Discuss as:

Obama: Public option isn't the end

From NBC's Mark Murray and Athena Jones
In his first public comments on the so-called public option since the issue ignited a political firestorm over the weekend, President Obama today stressed in an interview with radio-talk host Michael Smerconish that the end he's seeking is keeping down health insurance costs.

And for him, a public option is simply a means -- perhaps one of several -- of achieving that end.

Obama told Smerconish that he believes the public/government option, which would compete against private health insurers, is a good idea. "The press got a little excited and some folks on the left got a little excited," he said in the interview that was broadcast from the White House. "Our position hasn't changed. We think that the key is cost control."

"That's the end that we're seeking.
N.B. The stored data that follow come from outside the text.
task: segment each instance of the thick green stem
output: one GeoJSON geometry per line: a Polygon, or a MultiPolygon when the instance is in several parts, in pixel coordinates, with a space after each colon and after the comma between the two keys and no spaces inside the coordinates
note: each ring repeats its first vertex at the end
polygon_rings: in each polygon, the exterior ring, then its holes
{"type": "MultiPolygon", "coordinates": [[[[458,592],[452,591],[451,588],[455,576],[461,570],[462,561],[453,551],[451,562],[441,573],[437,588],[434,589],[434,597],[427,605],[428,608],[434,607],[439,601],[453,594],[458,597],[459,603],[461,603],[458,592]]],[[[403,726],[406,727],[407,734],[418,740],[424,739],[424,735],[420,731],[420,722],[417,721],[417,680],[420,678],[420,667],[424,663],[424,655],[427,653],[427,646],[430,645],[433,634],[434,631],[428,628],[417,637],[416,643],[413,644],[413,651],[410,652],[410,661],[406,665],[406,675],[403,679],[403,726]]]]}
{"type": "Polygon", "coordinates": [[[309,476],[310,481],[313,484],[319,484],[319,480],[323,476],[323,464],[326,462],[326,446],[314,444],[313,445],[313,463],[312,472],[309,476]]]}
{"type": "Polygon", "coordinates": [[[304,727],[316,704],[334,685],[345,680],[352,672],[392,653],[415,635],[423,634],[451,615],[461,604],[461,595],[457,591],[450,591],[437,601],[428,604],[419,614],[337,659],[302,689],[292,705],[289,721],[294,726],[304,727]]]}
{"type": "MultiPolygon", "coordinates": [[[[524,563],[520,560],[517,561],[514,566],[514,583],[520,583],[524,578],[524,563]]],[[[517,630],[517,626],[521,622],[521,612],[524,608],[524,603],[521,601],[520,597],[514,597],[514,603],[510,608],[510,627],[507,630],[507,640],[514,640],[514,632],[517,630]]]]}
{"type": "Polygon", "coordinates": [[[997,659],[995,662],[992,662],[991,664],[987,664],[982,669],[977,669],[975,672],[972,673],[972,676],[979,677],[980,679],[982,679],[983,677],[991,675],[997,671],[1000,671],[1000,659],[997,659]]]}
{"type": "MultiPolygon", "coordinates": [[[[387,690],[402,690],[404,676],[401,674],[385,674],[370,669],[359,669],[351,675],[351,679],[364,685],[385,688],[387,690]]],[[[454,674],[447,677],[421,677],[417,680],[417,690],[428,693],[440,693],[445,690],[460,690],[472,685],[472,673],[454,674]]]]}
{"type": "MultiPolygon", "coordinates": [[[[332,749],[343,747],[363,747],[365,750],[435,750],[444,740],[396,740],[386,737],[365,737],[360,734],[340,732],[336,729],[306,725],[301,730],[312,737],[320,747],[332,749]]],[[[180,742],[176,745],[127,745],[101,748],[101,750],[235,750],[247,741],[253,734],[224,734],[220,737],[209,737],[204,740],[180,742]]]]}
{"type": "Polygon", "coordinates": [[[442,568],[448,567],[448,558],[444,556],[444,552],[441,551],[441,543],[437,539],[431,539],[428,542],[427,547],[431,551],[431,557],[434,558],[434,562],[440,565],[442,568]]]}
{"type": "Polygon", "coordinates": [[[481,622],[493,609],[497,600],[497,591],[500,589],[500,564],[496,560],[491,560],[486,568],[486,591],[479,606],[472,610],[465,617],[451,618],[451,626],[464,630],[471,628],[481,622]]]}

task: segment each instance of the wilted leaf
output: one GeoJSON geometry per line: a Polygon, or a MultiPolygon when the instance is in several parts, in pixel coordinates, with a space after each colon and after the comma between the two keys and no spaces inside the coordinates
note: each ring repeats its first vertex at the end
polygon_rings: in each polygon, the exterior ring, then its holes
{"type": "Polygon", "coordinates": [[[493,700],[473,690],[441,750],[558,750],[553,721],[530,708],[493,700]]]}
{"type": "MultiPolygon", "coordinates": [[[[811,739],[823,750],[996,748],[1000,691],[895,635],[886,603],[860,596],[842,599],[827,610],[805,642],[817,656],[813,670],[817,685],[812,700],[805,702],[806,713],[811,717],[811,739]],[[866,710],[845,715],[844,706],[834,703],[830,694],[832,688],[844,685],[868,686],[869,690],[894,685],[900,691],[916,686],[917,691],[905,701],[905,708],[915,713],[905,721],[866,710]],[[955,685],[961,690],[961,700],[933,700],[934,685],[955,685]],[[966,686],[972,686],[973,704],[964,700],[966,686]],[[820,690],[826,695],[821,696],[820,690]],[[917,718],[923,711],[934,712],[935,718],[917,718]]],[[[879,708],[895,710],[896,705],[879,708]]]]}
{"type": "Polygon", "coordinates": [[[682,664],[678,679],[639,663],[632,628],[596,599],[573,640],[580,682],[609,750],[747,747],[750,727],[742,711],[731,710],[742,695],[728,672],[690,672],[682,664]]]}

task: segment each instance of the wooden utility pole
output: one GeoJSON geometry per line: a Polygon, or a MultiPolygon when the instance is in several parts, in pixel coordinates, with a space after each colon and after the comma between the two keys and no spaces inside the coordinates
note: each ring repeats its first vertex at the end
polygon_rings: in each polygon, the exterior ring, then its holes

And the means -- we can have some good arguments about the best way to achieve it."

Also in his interview with Smerconish, which included questions from radio listeners across the country, Obama listed his principles for health-care reform:
-- that it must be entirely paid for;
-- that it must reduce health-care inflation over the long term;
-- that it institute protections for Americans who already have health insurance;
-- and that it sets up an exchange that would enable Americans to choose the type of health-care insurance they want, and that would help them afford the insurance.
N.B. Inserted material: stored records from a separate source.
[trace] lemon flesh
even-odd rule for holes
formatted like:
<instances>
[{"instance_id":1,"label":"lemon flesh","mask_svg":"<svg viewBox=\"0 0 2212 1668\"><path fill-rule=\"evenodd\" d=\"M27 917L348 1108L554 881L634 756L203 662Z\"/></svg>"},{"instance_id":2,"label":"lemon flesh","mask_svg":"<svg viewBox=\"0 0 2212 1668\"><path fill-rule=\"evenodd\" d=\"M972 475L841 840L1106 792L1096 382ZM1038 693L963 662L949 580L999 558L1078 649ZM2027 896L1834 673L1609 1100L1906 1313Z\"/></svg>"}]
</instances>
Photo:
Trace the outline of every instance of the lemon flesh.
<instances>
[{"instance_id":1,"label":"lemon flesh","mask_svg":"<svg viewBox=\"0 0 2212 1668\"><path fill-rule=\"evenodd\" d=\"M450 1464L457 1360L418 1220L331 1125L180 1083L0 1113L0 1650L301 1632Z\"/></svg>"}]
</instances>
In response to one listener's concerns about illegal immigrants benefiting from any kind of health-care reform, Obama responded, "That is simply not true," adding: "Nobody has talked about health insurance for illegal immigrants."

Another caller asked the president if he was willing to ditch working with seemingly uncooperative Republicans. "I would love to have more Republicans involved and engaged in this process," he replied. But he said that many Republicans have decided that defeating health-care reform would replicate what happened in 1994 -- a GOP takeover of Congress.

"But this shouldn't be a political issue," Obama added. "This is a issue for the American people. There are a bunch of Republicans out there who have been working very constructively. One of them, Olympia Snowe in Maine, she's been dedicated on this. Chuck Grassley, Mike Enzi, others -- they've been meeting in the Senate Finance Committee. I want to give them a chance to work through these processes."

He concluded, "And we're happy to make sensible compromises. What we're not willing to do is give up on" the core principles.

The president also touched on the release of the man convicted in the bombing of Pan Am Flight 103, saying that the White House "didn't think this was appropriate."

"We're now in contact with the Libyan government, and want to make sure that if in fact this transfer has taken place, that he's not welcomed back in some way, but instead should be under house arrest."